Local LLM inference on AMD GPUs and Apple Silicon — no ROCm, no MLX, one binary.
35B parameter model running locally — Zig + Vulkan/Metal, no ROCm, no MLX
| Platform | GPU | Backend | Status |
|---|---|---|---|
| Linux | AMD RDNA4 (RX 9070, AI PRO R9700) | Vulkan | Primary — hand-tuned shaders |
| Linux | AMD RDNA3 (RX 7900 XTX, etc.) | Vulkan | Supported |
| macOS | Apple Silicon (M1, M2, M3, M4, M5) | Metal | Supported — native MSL shaders |
Works the same on Linux (AMD GPU) and macOS (Apple Silicon):
git clone https://github.com/zolotukhin/zinc.git
cd zinc
zig build -Doptimize=ReleaseFast
# On RDNA4 Linux, enable cooperative matrix
export RADV_PERFTEST=coop_matrix # skip on macOS
# Verify GPU, shaders, and runtime
./zig-out/bin/zinc --check
# See which models fit this machine
./zig-out/bin/zinc model list
# Download a model
./zig-out/bin/zinc model pull qwen3-8b-q4k-m
# Run a prompt (--chat applies the model's chat template for instruct models)

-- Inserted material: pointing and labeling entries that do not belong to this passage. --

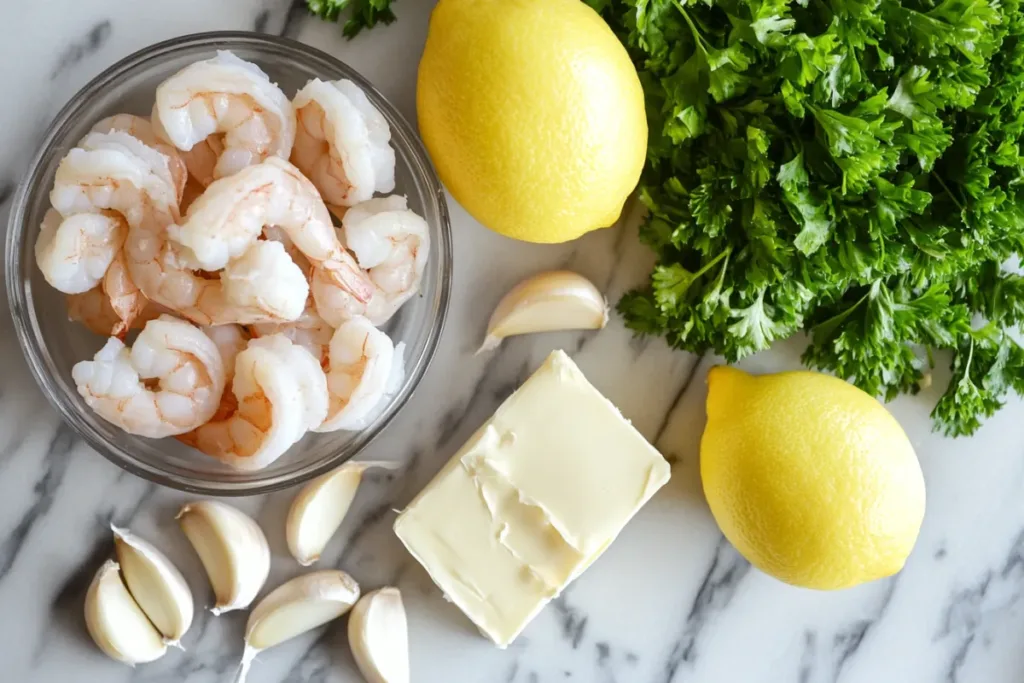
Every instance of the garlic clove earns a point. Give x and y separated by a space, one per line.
378 634
116 622
320 508
156 585
547 302
232 549
295 607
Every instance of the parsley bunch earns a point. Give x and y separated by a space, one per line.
364 14
852 168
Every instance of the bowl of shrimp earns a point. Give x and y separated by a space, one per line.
229 263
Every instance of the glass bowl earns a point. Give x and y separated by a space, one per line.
52 344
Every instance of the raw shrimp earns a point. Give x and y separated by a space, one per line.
183 361
225 96
360 375
140 128
312 381
342 142
308 331
270 413
91 180
74 253
230 340
232 213
275 233
262 286
95 309
126 299
392 244
202 160
192 191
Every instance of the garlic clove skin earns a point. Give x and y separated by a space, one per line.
156 584
549 301
295 607
320 508
232 549
117 624
378 635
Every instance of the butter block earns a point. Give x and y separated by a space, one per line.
531 500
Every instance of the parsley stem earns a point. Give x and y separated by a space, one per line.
948 191
693 29
711 264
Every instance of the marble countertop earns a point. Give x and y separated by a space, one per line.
670 602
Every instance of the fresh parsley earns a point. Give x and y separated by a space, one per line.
852 168
363 14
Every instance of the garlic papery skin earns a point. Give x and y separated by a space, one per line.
378 634
547 302
116 622
320 508
232 549
295 607
156 584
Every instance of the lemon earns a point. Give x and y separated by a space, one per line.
809 477
532 115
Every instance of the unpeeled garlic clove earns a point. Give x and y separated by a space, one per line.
232 549
378 634
547 302
156 584
295 607
320 508
116 623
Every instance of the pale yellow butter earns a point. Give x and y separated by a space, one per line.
531 500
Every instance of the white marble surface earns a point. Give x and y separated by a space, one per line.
670 602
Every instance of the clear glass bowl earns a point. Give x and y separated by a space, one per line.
52 344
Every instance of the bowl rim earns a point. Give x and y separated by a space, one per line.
14 273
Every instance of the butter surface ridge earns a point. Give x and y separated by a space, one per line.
530 500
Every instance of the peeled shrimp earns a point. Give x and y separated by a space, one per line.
308 374
225 96
269 417
262 286
193 190
95 308
202 160
275 233
363 372
392 244
308 331
74 253
185 364
140 128
230 340
342 142
232 213
91 180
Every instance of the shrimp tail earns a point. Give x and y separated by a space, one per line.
126 299
350 279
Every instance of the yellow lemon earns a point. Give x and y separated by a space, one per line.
809 477
532 114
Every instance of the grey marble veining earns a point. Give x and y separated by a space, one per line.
670 602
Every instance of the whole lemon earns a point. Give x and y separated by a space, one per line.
809 477
532 114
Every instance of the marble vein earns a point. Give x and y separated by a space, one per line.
727 569
696 613
83 47
55 465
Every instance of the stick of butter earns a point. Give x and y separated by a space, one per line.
531 500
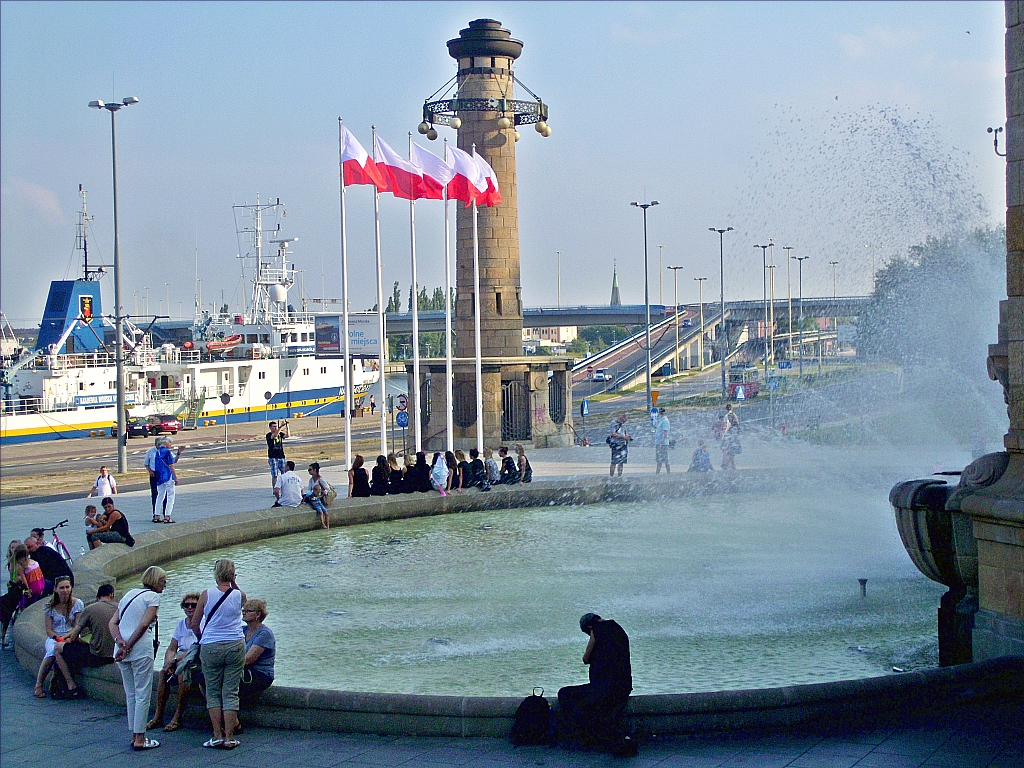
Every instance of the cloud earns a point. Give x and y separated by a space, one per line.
39 200
877 40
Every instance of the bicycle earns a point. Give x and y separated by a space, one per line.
58 546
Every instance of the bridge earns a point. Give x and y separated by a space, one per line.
432 321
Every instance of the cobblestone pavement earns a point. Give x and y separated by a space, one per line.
45 732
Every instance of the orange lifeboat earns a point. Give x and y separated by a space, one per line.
224 345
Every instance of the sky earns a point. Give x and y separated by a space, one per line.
847 131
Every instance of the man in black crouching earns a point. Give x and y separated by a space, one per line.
591 716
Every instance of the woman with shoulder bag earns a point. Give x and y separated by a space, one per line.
222 652
136 613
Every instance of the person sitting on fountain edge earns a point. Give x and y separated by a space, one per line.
591 715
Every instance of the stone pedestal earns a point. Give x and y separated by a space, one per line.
526 400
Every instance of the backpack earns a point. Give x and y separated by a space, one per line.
532 721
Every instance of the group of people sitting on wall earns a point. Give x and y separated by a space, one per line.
448 472
232 665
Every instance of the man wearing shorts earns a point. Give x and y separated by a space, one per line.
275 451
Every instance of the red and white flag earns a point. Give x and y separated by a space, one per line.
403 179
493 197
357 166
469 182
435 172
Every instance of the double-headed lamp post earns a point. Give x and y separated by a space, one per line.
722 336
764 288
675 290
646 292
801 260
118 317
699 282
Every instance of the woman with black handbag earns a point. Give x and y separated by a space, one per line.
135 616
222 652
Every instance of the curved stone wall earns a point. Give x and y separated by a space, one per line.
308 709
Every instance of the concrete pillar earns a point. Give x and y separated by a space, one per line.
485 52
997 511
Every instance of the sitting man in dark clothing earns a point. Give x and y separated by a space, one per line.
590 716
52 564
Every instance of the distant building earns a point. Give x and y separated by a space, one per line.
615 301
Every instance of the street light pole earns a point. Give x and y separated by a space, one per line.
801 260
118 316
675 288
558 295
764 289
835 309
700 301
646 292
722 336
660 274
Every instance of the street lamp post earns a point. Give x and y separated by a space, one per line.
660 274
646 291
700 302
801 260
675 289
835 309
722 336
558 288
764 288
118 316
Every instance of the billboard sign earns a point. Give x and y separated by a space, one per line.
363 335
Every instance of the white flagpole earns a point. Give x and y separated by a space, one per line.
380 303
476 330
349 388
449 377
415 394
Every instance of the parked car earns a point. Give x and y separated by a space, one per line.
137 426
164 424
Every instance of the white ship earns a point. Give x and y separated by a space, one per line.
263 358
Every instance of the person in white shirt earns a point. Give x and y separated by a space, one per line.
176 668
104 484
288 487
132 631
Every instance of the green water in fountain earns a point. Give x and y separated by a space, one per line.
726 592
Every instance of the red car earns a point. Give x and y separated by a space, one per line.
164 424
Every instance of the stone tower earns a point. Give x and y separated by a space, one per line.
485 52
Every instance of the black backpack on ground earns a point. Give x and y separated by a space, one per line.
532 721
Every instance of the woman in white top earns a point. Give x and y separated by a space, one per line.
222 651
132 631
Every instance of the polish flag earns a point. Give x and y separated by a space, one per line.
357 167
493 196
435 172
469 182
403 179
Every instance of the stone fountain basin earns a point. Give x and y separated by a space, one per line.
492 716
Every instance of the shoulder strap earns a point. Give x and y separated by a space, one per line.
131 601
219 602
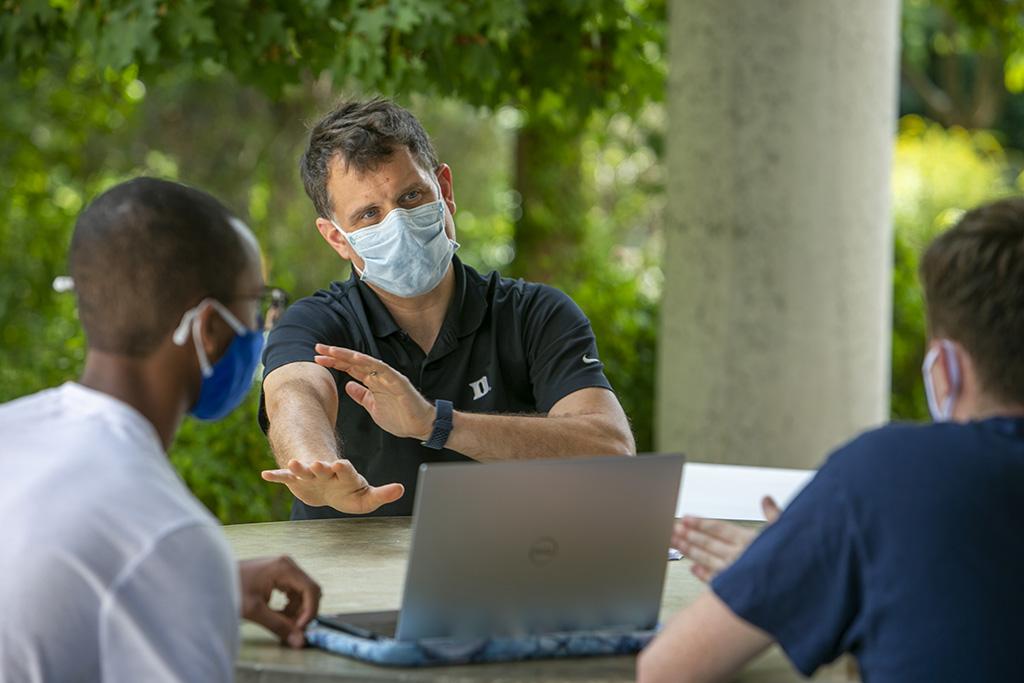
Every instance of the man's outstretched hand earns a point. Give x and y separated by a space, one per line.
386 394
335 483
259 579
713 544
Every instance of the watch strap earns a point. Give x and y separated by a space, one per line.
442 425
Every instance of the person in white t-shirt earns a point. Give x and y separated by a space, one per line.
112 569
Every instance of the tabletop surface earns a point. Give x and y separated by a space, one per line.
360 566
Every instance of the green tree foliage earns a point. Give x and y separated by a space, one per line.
560 62
939 173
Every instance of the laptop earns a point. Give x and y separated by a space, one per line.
532 547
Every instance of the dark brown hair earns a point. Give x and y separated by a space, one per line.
142 253
974 292
365 134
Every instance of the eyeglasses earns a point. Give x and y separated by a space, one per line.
272 303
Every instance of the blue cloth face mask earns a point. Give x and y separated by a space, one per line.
226 383
408 253
944 412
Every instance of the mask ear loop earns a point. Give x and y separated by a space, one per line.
190 318
949 352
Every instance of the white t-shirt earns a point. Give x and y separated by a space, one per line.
110 568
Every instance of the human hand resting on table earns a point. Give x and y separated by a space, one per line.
713 544
386 394
335 483
260 578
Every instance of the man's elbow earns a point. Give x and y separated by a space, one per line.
620 440
649 670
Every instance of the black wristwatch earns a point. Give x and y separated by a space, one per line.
442 425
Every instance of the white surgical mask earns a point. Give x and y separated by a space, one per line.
408 253
944 412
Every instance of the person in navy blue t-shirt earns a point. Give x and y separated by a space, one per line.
905 550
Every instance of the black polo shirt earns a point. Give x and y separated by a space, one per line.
505 346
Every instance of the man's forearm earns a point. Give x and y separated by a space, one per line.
489 437
300 428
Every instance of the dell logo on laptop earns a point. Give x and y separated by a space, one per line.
543 551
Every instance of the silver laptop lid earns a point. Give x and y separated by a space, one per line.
509 549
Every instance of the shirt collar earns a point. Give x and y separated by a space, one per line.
464 314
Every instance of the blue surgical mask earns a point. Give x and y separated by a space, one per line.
408 253
944 412
225 383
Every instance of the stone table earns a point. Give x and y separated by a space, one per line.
360 565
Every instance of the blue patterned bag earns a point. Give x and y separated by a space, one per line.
435 651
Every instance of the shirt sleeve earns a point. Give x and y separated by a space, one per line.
174 614
800 581
305 324
560 348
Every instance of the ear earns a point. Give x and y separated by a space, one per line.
333 237
215 334
448 189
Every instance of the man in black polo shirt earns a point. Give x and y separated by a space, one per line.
417 357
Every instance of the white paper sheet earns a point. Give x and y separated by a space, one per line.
734 492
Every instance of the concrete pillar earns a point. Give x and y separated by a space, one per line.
776 317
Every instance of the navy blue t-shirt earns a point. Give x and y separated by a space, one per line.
905 550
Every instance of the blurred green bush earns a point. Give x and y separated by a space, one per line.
938 173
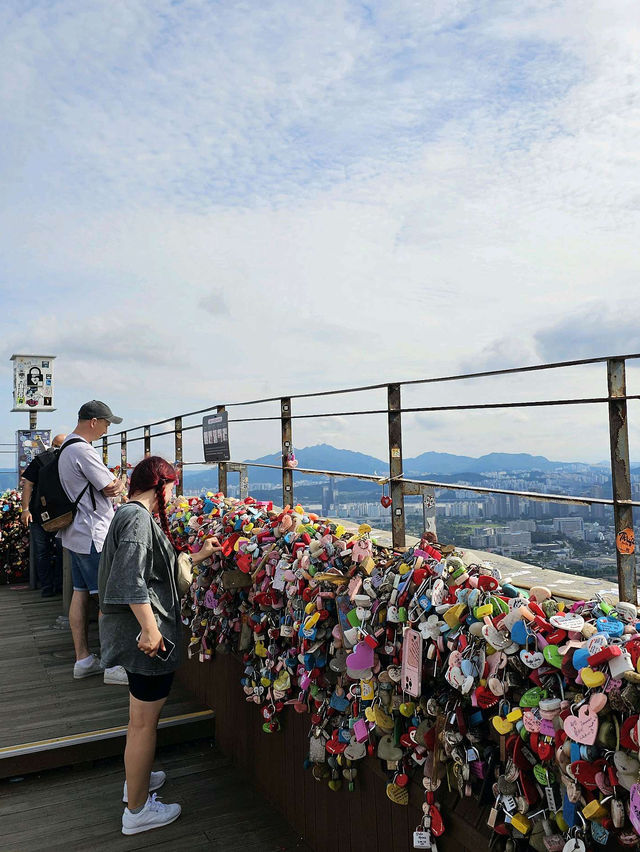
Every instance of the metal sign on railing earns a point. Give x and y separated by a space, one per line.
33 382
215 437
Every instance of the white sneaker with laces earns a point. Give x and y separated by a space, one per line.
156 780
116 674
94 667
155 814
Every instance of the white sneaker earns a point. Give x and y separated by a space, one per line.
116 674
156 780
155 814
95 667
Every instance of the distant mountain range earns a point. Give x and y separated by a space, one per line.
326 457
448 466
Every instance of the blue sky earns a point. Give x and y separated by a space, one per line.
212 201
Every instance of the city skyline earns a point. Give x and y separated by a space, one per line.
203 205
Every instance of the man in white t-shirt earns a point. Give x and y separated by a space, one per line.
81 470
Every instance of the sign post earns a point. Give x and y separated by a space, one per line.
33 385
215 437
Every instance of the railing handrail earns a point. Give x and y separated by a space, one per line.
462 376
400 487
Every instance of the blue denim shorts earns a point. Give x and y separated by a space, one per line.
84 571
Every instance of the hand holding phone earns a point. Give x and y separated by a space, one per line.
162 655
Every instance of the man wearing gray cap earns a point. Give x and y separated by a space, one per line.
83 475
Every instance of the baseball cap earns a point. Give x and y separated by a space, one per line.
99 410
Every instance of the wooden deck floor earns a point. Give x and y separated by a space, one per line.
39 699
78 809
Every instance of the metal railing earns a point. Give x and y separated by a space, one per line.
616 401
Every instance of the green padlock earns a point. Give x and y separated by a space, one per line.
352 618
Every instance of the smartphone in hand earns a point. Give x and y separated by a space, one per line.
160 654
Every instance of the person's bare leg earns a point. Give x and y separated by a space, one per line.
79 623
140 748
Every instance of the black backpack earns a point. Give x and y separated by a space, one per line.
54 510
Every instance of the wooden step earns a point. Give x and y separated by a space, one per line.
38 755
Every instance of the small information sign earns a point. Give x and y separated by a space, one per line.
33 383
215 437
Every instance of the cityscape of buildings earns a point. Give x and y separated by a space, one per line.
578 539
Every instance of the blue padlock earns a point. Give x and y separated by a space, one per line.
610 626
520 632
579 659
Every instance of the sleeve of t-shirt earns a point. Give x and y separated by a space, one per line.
130 566
93 470
31 472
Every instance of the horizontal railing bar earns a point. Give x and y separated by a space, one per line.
381 479
412 410
486 373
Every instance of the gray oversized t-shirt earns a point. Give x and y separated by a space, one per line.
137 565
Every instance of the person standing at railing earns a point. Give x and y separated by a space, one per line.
47 549
82 472
141 629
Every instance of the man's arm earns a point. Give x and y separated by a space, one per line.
97 473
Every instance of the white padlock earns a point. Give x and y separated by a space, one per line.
619 665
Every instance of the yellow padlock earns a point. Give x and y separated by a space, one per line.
594 810
521 823
453 614
479 612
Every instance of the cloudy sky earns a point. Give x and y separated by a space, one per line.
207 202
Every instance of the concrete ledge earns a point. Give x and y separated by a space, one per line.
568 586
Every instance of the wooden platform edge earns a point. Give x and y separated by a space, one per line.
171 731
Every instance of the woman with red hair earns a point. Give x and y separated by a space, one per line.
141 629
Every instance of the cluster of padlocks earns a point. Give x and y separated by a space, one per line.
440 668
14 539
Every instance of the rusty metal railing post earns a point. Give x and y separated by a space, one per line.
222 466
395 465
178 452
123 453
287 447
621 480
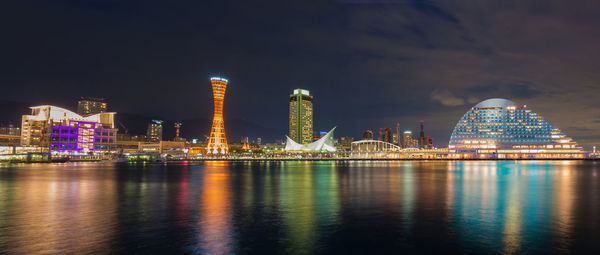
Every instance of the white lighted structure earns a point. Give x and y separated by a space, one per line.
36 128
324 144
502 129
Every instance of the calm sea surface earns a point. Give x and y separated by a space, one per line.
477 207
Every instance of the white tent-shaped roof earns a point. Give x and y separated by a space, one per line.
324 144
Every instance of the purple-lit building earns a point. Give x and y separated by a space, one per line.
83 136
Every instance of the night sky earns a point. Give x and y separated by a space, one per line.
369 64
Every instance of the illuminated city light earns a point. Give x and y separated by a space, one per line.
217 142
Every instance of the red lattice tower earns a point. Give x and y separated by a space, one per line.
217 142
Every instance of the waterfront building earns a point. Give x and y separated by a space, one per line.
154 132
385 135
178 126
324 144
83 136
397 136
62 130
10 135
301 116
90 106
499 128
409 141
368 135
217 141
346 141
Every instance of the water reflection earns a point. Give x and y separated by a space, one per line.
216 234
301 207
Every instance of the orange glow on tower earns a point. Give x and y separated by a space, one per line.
217 142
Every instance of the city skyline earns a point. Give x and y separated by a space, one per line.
372 64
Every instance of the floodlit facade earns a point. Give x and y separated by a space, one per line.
154 131
324 144
217 142
501 129
62 130
90 105
409 141
301 116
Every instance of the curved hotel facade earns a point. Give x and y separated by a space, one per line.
501 129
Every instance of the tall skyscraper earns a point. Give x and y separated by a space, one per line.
385 135
368 135
217 142
409 141
397 137
178 125
421 134
301 116
154 133
90 105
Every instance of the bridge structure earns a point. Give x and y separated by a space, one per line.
374 149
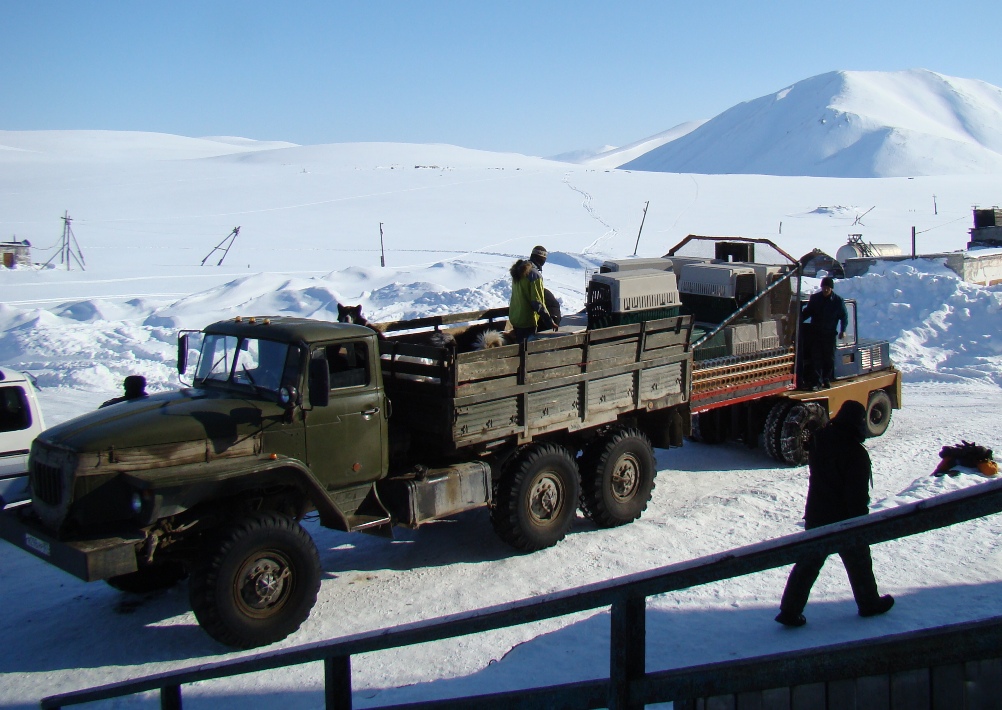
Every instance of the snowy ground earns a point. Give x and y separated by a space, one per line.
145 223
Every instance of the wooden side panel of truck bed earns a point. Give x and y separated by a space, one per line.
554 383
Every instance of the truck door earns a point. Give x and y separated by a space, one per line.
346 441
16 434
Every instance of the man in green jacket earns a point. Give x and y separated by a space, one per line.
527 306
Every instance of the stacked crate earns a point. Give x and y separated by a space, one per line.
712 291
631 295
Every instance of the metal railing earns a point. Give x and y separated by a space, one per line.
628 685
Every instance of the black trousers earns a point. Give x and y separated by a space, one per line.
823 356
859 567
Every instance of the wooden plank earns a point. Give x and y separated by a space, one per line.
984 683
810 696
486 419
910 690
752 700
548 376
667 338
656 383
948 687
652 353
554 359
721 702
487 369
483 387
551 407
776 698
609 393
614 350
545 343
627 651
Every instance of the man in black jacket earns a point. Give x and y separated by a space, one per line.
829 316
839 490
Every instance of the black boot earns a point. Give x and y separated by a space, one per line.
789 619
881 606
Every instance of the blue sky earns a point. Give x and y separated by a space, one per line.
532 77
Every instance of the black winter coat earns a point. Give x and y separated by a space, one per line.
827 314
840 470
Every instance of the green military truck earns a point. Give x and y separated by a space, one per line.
367 428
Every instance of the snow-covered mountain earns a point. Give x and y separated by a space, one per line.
611 156
848 124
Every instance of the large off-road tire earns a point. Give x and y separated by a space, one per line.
802 421
257 582
617 477
773 430
149 579
536 498
878 413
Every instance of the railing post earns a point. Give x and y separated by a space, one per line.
627 651
338 682
170 697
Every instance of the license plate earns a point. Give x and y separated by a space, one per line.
37 544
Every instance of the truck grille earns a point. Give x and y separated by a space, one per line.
46 484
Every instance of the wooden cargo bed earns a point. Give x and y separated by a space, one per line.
557 382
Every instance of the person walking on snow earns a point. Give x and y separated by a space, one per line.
527 306
828 314
839 490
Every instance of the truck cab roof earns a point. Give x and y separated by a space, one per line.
286 328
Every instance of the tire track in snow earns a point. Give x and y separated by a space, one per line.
610 233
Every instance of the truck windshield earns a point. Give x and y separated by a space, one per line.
261 365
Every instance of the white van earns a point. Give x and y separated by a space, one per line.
20 423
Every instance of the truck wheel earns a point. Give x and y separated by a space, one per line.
149 579
536 498
802 421
773 431
617 478
257 584
878 413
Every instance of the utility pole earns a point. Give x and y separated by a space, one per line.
230 238
69 249
637 245
382 251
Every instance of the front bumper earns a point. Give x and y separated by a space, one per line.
88 559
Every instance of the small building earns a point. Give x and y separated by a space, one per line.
981 263
987 230
15 253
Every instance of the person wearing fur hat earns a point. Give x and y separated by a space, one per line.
839 489
527 311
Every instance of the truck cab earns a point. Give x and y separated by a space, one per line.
20 422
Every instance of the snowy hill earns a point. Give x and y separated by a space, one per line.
610 156
147 207
848 124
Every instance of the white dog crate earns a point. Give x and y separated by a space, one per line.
712 291
633 295
741 338
679 262
632 264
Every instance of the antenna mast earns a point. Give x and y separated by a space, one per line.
230 238
69 249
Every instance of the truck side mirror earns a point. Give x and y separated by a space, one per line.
320 383
182 353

./zig-out/bin/zinc --model-id qwen3-8b-q4k-m --prompt "Hello" --chat
# Or open the chat UI in your browser
./zig-out/bin/zinc chatThe server exposes the built-in chat UI at / and an OpenAI-compatible API at /v1.
- Single-stream CLI inference on the validated models listed below
- OpenAI-compatible
/v1API with streaming - Built-in browser chat UI with thinking mode support
- Managed model workflow:
list,pull,use,active,rm zinc chat— start server and open browser in one command- AMD path: RDNA4-tuned Vulkan shaders (wave64, cooperative matrix, fused ops)
- Apple Silicon path: native Metal shaders (MSL, zero-copy mmap, simdgroup ops)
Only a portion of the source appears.